PentraFormer: Learning Agents for Automated Penetration Testing via Sequence Modeling

Published: 01 Jan 2024, Last Modified: 15 May 2025iThings/GreenCom/CPSCom/SmartData/Cybermatics 2024EveryoneRevisionsBibTeXCC BY-SA 4.0
Abstract: The exponential growth of computer networks has intensified the requirement for robust security measures, rendering penetration testing—an essential practice that assesses vulnerabilities by simulating attacks—critically important.
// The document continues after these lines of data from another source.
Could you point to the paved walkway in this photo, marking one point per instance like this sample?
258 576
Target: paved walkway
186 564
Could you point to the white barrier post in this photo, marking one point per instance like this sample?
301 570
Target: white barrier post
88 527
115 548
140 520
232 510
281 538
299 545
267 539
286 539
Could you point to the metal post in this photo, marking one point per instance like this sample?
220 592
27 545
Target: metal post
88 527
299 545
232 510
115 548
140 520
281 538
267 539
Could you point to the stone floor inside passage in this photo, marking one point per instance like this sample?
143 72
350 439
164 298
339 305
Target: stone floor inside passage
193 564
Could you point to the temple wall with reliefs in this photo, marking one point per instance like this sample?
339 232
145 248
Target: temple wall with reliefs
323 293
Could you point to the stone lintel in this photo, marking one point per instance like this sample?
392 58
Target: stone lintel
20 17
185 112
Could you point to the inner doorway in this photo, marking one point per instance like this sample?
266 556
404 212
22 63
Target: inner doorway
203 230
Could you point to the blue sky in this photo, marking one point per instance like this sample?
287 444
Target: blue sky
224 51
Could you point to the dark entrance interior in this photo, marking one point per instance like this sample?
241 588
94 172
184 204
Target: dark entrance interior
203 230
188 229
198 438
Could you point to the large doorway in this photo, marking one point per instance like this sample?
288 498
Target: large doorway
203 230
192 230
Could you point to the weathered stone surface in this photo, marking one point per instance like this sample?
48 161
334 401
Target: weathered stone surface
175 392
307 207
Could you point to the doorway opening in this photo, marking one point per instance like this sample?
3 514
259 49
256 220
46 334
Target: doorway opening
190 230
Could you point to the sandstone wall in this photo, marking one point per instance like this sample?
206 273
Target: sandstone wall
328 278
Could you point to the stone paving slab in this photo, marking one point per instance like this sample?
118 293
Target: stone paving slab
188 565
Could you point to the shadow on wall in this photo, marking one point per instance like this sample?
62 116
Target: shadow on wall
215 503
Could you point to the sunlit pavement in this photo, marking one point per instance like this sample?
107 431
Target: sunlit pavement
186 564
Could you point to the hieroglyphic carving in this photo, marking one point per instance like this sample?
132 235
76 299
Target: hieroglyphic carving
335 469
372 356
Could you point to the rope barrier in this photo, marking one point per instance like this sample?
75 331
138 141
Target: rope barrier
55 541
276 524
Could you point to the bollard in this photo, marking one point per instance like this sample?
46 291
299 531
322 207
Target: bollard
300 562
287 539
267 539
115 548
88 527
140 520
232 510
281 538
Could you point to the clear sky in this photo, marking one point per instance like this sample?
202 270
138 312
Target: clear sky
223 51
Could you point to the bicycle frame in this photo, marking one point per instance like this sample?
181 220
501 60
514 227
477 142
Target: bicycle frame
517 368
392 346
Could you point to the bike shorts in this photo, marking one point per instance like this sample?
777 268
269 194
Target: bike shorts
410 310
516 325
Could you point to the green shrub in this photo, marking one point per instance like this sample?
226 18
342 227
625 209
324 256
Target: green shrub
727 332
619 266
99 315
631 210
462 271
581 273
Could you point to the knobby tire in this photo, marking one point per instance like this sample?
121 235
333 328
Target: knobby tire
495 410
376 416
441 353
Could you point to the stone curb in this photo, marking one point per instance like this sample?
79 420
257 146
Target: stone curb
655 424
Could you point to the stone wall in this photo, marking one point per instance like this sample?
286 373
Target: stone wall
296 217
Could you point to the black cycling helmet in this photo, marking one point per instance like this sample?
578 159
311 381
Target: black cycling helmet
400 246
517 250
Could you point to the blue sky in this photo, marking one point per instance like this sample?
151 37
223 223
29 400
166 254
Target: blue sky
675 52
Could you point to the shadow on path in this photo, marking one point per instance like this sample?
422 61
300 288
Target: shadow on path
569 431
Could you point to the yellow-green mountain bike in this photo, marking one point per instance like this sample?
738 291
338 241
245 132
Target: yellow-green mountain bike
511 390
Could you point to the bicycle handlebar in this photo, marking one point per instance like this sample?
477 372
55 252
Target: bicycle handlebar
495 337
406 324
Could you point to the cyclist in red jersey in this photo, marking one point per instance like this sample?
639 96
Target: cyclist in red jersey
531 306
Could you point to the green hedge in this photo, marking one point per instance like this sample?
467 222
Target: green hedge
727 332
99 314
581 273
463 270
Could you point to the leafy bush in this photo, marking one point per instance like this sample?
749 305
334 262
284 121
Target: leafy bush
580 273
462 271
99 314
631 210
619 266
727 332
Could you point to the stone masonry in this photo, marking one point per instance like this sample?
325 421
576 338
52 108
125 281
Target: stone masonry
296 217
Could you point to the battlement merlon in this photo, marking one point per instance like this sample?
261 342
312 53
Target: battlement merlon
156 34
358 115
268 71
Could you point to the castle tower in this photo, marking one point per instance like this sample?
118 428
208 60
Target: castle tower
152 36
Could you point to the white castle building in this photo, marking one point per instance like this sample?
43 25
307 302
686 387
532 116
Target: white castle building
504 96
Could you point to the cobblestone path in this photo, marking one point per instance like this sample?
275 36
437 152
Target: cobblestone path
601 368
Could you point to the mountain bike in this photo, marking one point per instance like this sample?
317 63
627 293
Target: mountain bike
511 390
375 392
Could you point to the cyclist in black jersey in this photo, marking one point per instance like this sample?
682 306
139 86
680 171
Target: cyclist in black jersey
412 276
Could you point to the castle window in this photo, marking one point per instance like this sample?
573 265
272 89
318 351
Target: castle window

Automated penetration testing (APT) has evolved from rule-based approaches to intelligent decision-making, such as reinforcement learning (RL), better emulating the adaptability and decision-making process of human penetration testers. However, using RL for APT is challenged by the high cost of real-network interactions, the scarcity of security datasets, and the unique complexities of APT scenarios, which include long decision sequences and delayed rewards, complicating RL efficacy and convergence. Inspired by the Decision Transformer’s proficiency in predicting action sequences for offline RL, coupled with its effectiveness in dealing with data efficiency and adaptability, we introduce a novel sequence-based methodology for designing APT agents. This approach is tailored to effectively manage the intricate aspects of data-scarce and complex APT scenarios. Our proposed model, PentraFormer, adeptly addresses these challenges prevalent in APT scenarios. The robustness of our model is attested to through extensive empirical evaluations conducted on APT-dedicated tasks.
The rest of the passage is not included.